Sunday, May 27, 2012

Trusting the Charger

Alert readers will recall that I was having doubts about the effectiveness of my charger.  I was alarmed to see it was driving my 120V DC battery pack at 153V DC, when the sticker said it should be 143V DC!

After I called the Zivan repair service and described what I was seeing, they told me to send it in for testing.  After they ran it on the bench, I got a call from Mark, saying it was fine.  Here's what he said, any errors or omissions are mine.  I've been learning about the mysteries of battery packs on the streets and shady blogs, so I was happy to have another data point.

Mark said that the pack should be overcharged.  Specifically my pack should be charged aggressively up to 157V with the T-125 battery setting "4" on the rotary switch.  If I'm concerned about charging it too hard, I can set the switch to "3" which offers a slightly gentler charge for T-105 type batteries.  After 12-18 months the batteries should be mature and I can switch back up to "4" and drive them a little harder.  110% - 115% overcharge is OK.

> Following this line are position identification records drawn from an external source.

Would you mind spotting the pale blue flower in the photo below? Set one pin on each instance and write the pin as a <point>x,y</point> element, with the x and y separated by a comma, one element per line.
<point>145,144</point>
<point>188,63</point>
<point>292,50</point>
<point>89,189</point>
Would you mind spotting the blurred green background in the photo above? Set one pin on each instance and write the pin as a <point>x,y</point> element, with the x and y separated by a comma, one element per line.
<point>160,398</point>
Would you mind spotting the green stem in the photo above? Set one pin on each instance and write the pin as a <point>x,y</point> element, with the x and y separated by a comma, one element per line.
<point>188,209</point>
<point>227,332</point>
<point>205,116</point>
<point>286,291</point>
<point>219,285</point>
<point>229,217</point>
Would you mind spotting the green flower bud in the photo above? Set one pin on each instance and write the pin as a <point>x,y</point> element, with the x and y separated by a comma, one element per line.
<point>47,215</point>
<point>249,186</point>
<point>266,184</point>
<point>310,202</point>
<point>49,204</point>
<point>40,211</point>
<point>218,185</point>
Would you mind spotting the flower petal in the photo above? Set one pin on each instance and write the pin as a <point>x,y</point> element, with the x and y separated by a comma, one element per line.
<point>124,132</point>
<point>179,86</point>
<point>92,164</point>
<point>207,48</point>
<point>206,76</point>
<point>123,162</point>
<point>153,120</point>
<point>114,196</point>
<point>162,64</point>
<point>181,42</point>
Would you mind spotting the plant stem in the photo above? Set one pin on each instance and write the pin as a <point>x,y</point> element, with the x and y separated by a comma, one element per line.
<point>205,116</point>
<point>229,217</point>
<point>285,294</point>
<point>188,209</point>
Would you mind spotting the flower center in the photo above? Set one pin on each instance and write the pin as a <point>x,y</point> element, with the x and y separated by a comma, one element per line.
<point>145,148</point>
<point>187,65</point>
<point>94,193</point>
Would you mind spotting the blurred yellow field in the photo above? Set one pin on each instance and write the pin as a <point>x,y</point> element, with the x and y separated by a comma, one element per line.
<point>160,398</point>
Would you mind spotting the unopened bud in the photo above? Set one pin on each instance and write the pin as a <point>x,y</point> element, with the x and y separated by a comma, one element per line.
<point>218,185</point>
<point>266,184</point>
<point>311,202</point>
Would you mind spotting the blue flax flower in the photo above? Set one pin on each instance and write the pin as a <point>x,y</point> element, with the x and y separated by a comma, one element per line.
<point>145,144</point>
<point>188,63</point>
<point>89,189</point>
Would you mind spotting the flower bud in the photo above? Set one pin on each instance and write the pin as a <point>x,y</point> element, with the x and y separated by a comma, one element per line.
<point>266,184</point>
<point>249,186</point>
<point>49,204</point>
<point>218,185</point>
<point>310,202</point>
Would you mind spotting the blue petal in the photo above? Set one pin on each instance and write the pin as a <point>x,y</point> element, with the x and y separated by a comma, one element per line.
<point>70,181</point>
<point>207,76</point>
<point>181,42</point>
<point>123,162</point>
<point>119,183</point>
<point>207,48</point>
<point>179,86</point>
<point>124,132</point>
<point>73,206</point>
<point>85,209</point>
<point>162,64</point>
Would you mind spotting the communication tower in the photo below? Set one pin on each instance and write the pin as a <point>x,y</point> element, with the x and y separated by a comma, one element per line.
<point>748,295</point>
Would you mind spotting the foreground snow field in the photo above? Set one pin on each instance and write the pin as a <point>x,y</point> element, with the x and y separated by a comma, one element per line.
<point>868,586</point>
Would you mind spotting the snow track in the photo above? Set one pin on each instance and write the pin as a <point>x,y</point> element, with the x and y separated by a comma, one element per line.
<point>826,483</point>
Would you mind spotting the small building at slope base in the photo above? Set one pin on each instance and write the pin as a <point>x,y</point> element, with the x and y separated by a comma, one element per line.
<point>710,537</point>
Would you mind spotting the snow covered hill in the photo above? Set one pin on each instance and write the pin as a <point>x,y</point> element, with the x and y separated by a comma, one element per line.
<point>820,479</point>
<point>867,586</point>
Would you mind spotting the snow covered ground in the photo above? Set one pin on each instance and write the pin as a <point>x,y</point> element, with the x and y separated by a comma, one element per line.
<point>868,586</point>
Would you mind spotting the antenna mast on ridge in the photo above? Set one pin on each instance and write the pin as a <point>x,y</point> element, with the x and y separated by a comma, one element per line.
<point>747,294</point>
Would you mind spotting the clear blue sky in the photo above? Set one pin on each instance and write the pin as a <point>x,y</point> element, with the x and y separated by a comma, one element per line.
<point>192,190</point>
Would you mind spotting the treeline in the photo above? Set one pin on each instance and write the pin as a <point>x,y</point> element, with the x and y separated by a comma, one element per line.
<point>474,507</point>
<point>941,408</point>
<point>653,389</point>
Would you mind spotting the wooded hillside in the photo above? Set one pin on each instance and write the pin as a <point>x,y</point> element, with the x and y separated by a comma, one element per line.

The lower-voltage cells have to be allowed to charge up to the level of the higher-voltage batteries.  This is what Jack Rickard calls a "top balancing" scheme, which he says is wrong for lithium batteries, but he doesn't believe in lead-acid so it may be valid.

For the charging-state LED, a fairly-long yellow is OK, which represents the 80% to 100% stage.  I thought it should be much shorter, adding to my distress over the observed voltage.

Now having explained all this, I still have exactly the same symptoms that another person at Zivan diagnosed the charger as faulty and I should send it in.  This exercise cost me $70 plus shipping with nothing to show for it but a little more knowledge.

After I redid the whole charging system with the J1772 connector wired in, I did a short 3 hour charge and took it to the car show.  I noticed that the performance was rather sluggish, but the voltage was right about 120V DC and the PakTrakr state of charge was 100%.  Yesterday I decided to trust the charger and let it go through the full cycle without panicking and pulling the cord.  Well imagine my surprise when it put 13.11 KWH into the pack over the course of 10:33.  I had been doing about  8 KWH over 6 hours previously.  The voltage peaked at 153.3V DC and dropped down to 132.2V DC shortly after disconnecting the charger.

13.11 KWH is far beyond what I calculated for the 80% to 100% charge capacity, so I'm hoping that the pack was just very thirsty because I hadn't been charging it all the way up.  I did a short drive around the back yard today and the acceleration was neck-snapping like I remember from my first drive.  I hope I haven't damaged the pack.  If you know me, you know I'm a bit of a pessimist and I have this sinking feeling in the back of my mind that I now own a 10 mile pack.  Well, I'll do some range testing and see how it looks.  I just don't have the spare cash for a lithium pack so I'll have to make this work for as long as I can.